Enhancing Smartphone Eye Tracking with Cursor-Based Interactive Implicit Calibration

2024
Chang Liu, Xiangyang Wang, Chun Yu, Yingtian Shi, Chongyang Wang, Ziqi Liu, Chen Liang, Yuanchun Shi

Limited accuracy of eye tracking on smartphones restricts its use. Existing RGB-camera-based eye tracking systems rely on extensive datasets, which could be improved by continuous fine-tuning using calibration data implicitly collected from user interactions. In this context, we propose COMETIC (Cursor Operation Mediated Eye-Tracking Implicit Calibration), which introduces a cursor-based interaction and utilizes the inherent correlation between cursor and eye movement.


Publication:

  • Enhancing Smartphone Eye Tracking with Cursor-Based Interactive Implicit Calibration(CHI ’25).
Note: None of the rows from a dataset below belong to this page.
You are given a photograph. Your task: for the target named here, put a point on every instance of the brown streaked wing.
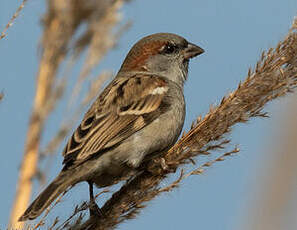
(122, 109)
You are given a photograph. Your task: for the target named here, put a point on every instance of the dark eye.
(169, 48)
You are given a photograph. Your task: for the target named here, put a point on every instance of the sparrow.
(140, 113)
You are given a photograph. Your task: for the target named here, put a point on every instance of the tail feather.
(49, 194)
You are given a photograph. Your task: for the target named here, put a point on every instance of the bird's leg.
(93, 208)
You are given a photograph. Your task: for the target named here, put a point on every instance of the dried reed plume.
(277, 188)
(275, 75)
(61, 23)
(13, 18)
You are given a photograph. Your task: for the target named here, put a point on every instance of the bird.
(140, 113)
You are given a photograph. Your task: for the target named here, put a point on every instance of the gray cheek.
(159, 64)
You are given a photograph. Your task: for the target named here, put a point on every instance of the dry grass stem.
(13, 18)
(276, 187)
(61, 23)
(275, 75)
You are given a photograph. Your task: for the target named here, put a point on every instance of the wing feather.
(121, 110)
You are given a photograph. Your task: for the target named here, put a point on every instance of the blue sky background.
(233, 34)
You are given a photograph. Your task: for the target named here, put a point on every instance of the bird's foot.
(94, 210)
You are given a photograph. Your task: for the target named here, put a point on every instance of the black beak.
(192, 50)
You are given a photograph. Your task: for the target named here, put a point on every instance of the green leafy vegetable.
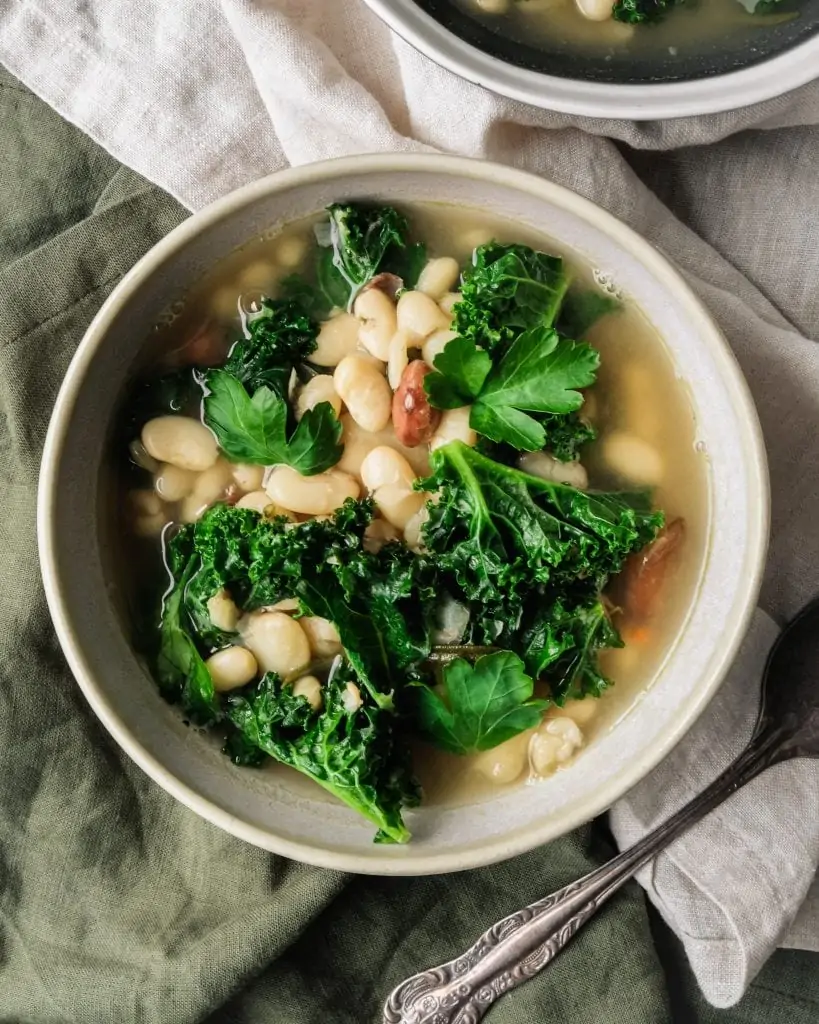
(360, 238)
(279, 336)
(254, 429)
(509, 289)
(461, 371)
(642, 11)
(482, 705)
(354, 753)
(582, 310)
(539, 374)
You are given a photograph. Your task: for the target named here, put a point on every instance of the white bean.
(632, 458)
(377, 311)
(180, 440)
(419, 316)
(383, 466)
(290, 252)
(172, 483)
(504, 764)
(230, 668)
(310, 688)
(358, 442)
(351, 697)
(322, 636)
(365, 393)
(223, 611)
(548, 468)
(438, 278)
(247, 476)
(553, 744)
(277, 641)
(413, 536)
(317, 495)
(319, 389)
(379, 532)
(454, 426)
(435, 344)
(398, 358)
(595, 10)
(398, 504)
(210, 486)
(337, 337)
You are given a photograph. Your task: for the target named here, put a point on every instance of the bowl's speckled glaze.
(727, 74)
(259, 807)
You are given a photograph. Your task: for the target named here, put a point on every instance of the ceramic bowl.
(726, 74)
(299, 822)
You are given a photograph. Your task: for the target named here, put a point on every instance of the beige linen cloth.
(203, 95)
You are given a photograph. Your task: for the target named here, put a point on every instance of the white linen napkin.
(203, 95)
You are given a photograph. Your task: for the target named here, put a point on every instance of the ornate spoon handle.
(519, 946)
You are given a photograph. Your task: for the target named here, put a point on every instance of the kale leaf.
(509, 289)
(482, 705)
(642, 11)
(539, 374)
(355, 753)
(254, 429)
(279, 336)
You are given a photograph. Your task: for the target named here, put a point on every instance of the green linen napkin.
(117, 904)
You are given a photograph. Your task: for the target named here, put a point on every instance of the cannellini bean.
(223, 611)
(172, 483)
(454, 426)
(290, 252)
(379, 532)
(322, 636)
(548, 468)
(310, 688)
(317, 495)
(319, 389)
(247, 476)
(377, 311)
(398, 504)
(139, 457)
(632, 458)
(398, 358)
(365, 393)
(438, 278)
(504, 764)
(384, 466)
(278, 642)
(230, 668)
(435, 344)
(351, 697)
(180, 440)
(553, 744)
(209, 487)
(144, 503)
(358, 442)
(413, 536)
(337, 337)
(419, 315)
(595, 10)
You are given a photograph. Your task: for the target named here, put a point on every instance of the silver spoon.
(516, 948)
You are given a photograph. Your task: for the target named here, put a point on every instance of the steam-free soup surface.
(647, 438)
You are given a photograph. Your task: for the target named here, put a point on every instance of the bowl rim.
(611, 790)
(640, 101)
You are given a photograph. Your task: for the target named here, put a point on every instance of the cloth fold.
(204, 96)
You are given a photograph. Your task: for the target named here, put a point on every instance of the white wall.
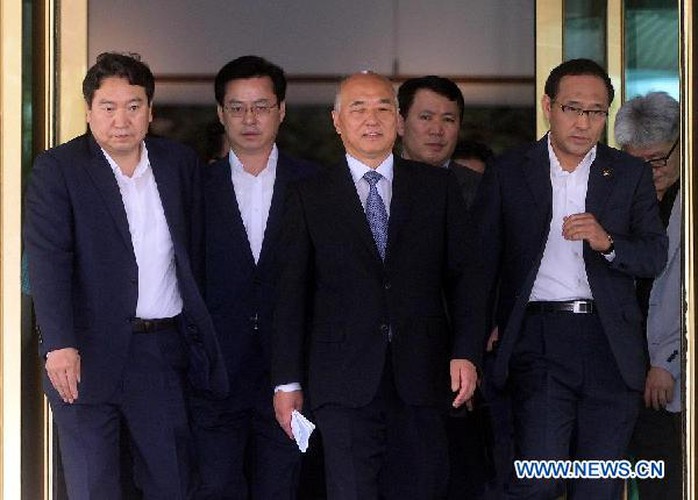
(326, 37)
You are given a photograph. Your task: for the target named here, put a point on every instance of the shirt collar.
(141, 167)
(237, 168)
(358, 169)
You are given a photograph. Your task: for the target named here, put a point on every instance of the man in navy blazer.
(566, 224)
(113, 237)
(370, 318)
(244, 195)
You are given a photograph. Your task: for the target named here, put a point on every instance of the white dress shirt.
(158, 290)
(562, 274)
(384, 186)
(254, 194)
(385, 189)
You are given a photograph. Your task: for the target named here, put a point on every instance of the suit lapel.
(349, 206)
(399, 205)
(537, 175)
(601, 182)
(102, 176)
(221, 195)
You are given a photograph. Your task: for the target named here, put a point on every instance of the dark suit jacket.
(514, 209)
(238, 292)
(83, 269)
(338, 300)
(468, 180)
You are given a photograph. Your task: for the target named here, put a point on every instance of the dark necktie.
(375, 213)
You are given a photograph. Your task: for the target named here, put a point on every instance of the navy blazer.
(239, 293)
(83, 268)
(514, 209)
(338, 302)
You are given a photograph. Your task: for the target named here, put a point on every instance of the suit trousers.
(658, 436)
(387, 449)
(151, 402)
(569, 401)
(242, 451)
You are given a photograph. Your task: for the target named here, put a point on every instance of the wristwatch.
(611, 247)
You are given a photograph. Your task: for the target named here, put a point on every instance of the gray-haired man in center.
(648, 127)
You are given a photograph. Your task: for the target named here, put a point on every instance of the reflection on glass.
(651, 47)
(585, 30)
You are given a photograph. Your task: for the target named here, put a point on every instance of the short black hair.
(121, 65)
(577, 67)
(442, 86)
(250, 67)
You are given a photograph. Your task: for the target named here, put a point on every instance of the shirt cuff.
(293, 386)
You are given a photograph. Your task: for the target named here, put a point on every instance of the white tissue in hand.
(302, 429)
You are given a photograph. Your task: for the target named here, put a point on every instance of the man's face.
(118, 116)
(367, 118)
(573, 135)
(430, 130)
(251, 115)
(663, 175)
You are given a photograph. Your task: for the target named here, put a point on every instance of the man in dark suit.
(566, 226)
(431, 113)
(112, 237)
(244, 195)
(371, 247)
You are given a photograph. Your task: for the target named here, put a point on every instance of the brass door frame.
(549, 50)
(65, 53)
(10, 247)
(59, 34)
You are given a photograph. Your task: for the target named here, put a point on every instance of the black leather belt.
(571, 306)
(153, 325)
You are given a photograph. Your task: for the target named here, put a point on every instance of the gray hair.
(648, 120)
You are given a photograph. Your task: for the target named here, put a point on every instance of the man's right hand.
(284, 404)
(63, 368)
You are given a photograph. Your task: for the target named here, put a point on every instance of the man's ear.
(400, 125)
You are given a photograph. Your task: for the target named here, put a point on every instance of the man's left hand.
(659, 388)
(463, 380)
(585, 227)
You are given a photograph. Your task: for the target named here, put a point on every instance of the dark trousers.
(242, 451)
(386, 449)
(569, 402)
(151, 402)
(658, 436)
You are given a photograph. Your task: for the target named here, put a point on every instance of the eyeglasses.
(574, 112)
(664, 160)
(239, 110)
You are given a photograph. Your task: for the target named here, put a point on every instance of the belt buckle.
(580, 307)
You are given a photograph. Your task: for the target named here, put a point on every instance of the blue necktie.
(375, 212)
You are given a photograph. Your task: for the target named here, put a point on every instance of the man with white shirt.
(113, 226)
(566, 224)
(244, 193)
(371, 248)
(431, 113)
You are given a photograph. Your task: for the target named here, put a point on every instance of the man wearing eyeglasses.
(567, 224)
(244, 194)
(648, 127)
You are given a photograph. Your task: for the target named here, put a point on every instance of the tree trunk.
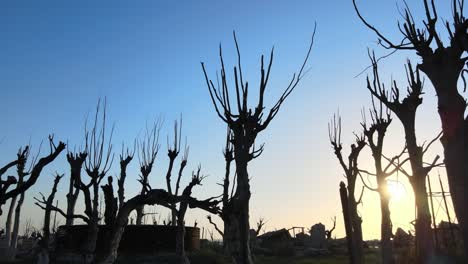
(8, 224)
(386, 225)
(347, 221)
(240, 250)
(444, 72)
(15, 233)
(356, 222)
(70, 211)
(424, 238)
(180, 236)
(90, 246)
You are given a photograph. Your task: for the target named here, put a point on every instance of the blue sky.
(59, 57)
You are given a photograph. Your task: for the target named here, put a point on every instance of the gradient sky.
(59, 57)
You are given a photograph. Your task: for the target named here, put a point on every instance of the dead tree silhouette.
(443, 64)
(260, 224)
(36, 170)
(375, 135)
(329, 232)
(183, 206)
(22, 172)
(148, 150)
(46, 205)
(22, 155)
(75, 160)
(172, 153)
(151, 197)
(246, 124)
(125, 158)
(97, 165)
(228, 192)
(351, 171)
(405, 109)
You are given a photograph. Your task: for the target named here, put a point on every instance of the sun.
(396, 190)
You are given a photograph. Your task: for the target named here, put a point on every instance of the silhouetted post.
(347, 222)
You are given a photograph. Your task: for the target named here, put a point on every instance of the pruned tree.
(228, 193)
(405, 109)
(151, 197)
(75, 160)
(22, 173)
(351, 173)
(125, 159)
(183, 206)
(111, 202)
(443, 63)
(22, 157)
(148, 150)
(245, 123)
(36, 170)
(172, 153)
(375, 133)
(97, 164)
(46, 205)
(329, 232)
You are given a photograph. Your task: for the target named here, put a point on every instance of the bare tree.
(22, 157)
(443, 63)
(375, 134)
(125, 159)
(245, 124)
(75, 160)
(34, 174)
(405, 109)
(351, 172)
(172, 153)
(97, 165)
(329, 232)
(148, 150)
(46, 205)
(151, 197)
(260, 224)
(22, 173)
(183, 206)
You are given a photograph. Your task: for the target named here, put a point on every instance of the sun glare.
(397, 190)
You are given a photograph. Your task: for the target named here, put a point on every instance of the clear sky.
(59, 57)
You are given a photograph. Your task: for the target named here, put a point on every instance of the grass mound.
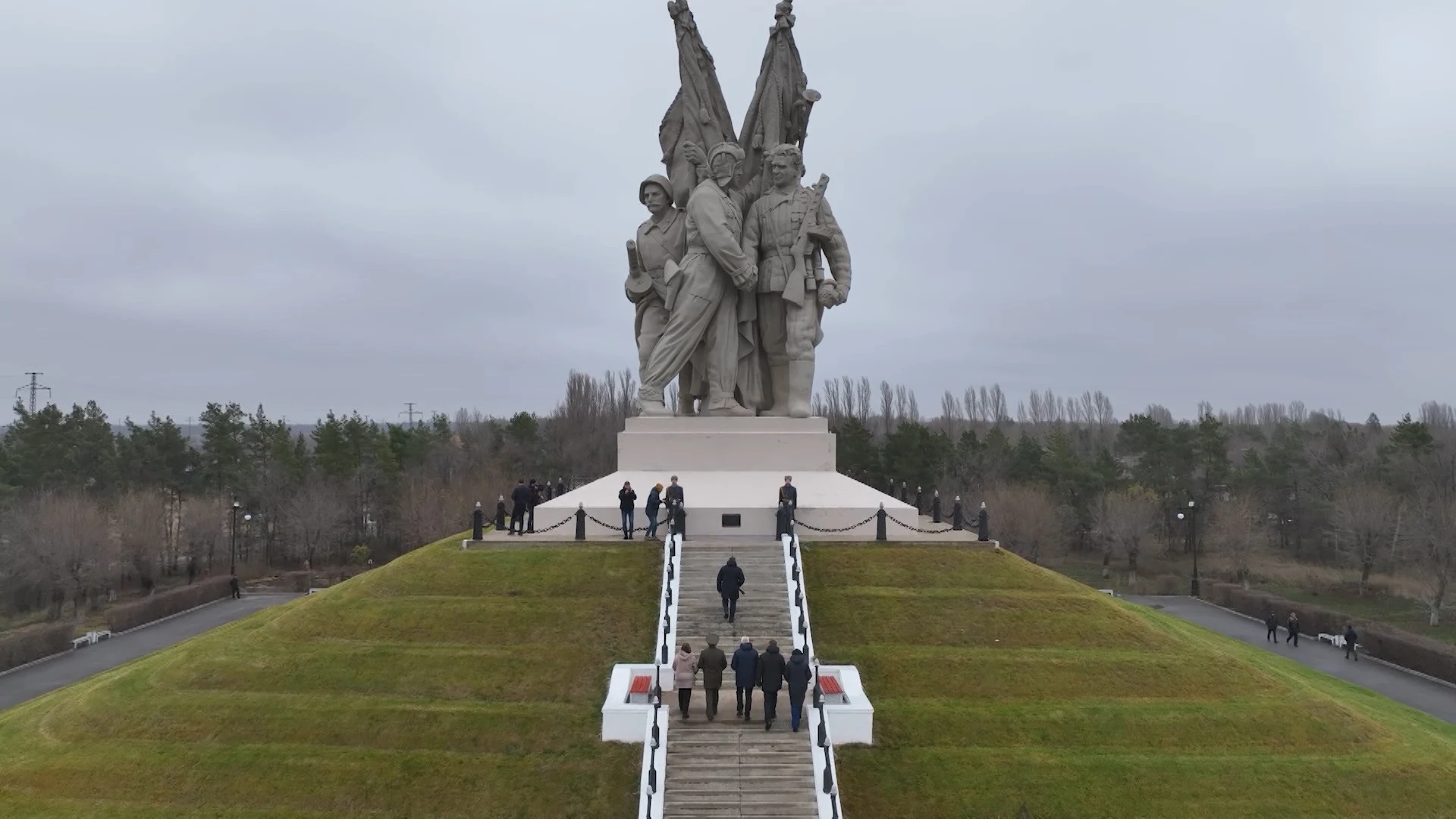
(444, 684)
(999, 684)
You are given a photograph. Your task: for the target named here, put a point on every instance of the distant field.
(999, 684)
(444, 684)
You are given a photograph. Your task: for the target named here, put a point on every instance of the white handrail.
(654, 745)
(820, 739)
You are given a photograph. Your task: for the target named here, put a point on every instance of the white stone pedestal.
(731, 471)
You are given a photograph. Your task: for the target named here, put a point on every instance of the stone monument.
(730, 278)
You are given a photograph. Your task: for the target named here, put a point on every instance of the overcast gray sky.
(353, 205)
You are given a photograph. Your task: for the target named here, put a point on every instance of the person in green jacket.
(712, 664)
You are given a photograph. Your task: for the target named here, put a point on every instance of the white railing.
(654, 746)
(826, 776)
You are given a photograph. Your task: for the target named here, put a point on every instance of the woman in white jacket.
(685, 672)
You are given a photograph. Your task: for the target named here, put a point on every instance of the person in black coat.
(730, 585)
(770, 679)
(745, 665)
(520, 503)
(626, 499)
(799, 675)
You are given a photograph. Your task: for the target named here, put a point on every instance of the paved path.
(1404, 687)
(77, 665)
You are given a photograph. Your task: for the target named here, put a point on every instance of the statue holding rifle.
(789, 231)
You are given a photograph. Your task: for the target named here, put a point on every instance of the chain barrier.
(919, 529)
(554, 526)
(797, 522)
(603, 523)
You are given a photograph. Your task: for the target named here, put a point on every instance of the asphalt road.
(1404, 687)
(77, 665)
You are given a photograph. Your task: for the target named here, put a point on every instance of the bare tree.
(1027, 519)
(1128, 519)
(1366, 516)
(64, 537)
(142, 532)
(1435, 551)
(318, 515)
(1239, 531)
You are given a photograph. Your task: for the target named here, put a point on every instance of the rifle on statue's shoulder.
(802, 275)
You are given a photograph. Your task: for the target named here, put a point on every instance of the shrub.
(1401, 648)
(31, 645)
(166, 604)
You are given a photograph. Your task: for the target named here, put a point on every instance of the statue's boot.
(654, 409)
(780, 384)
(727, 407)
(801, 387)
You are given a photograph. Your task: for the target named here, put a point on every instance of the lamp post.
(232, 548)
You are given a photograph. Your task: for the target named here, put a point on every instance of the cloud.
(359, 205)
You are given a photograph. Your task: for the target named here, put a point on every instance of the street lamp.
(232, 550)
(1193, 544)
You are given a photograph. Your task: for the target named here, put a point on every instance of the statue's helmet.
(655, 180)
(726, 148)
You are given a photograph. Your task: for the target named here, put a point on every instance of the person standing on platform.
(654, 502)
(712, 664)
(520, 502)
(797, 673)
(628, 500)
(730, 585)
(770, 679)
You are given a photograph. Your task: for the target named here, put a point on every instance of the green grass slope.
(444, 684)
(999, 684)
Eye Tracking on Smartphone

Current smartphone eye tracking faces two main challenges: limited personalization for individual users and difficulty adapting to frequent posture changes. To address these issues, we developed a system that dynamically calibrates eye tracking through implicit user interactions, improving both accuracy and personalization.


COMETIC

By filtering valid cursor coordinates as proxies for gaze ground truth and fine-tuning the eye-tracking model with corresponding images, COMETIC enhances accuracy during interaction. Both filtering and fine-tuning utilize pre-trained models and can be further improved with personalized, dynamically updated data.

The workflow of COMETIC (Cursor Operation Mediated Eye-Tracking Implicit Calibration)
Interactions and Model Structures of COMETIC


Data Collection Experiment

The Apparatus and Experimental Task
The 3D-printed stand and the layout on screen
Apparatus and Layouts in the Experiment


Evaluation

Results show that COMETIC achieves an average eye-tracking error of 208.04 px (1.2 cm), representing a 49.64% improvement compared to the system without fine-tuning. The analysis reveals that filtering cursor points with an actual gaze distance between 250 and 300 px (1.44 to 1.73 cm) yields the best eye-tracking results.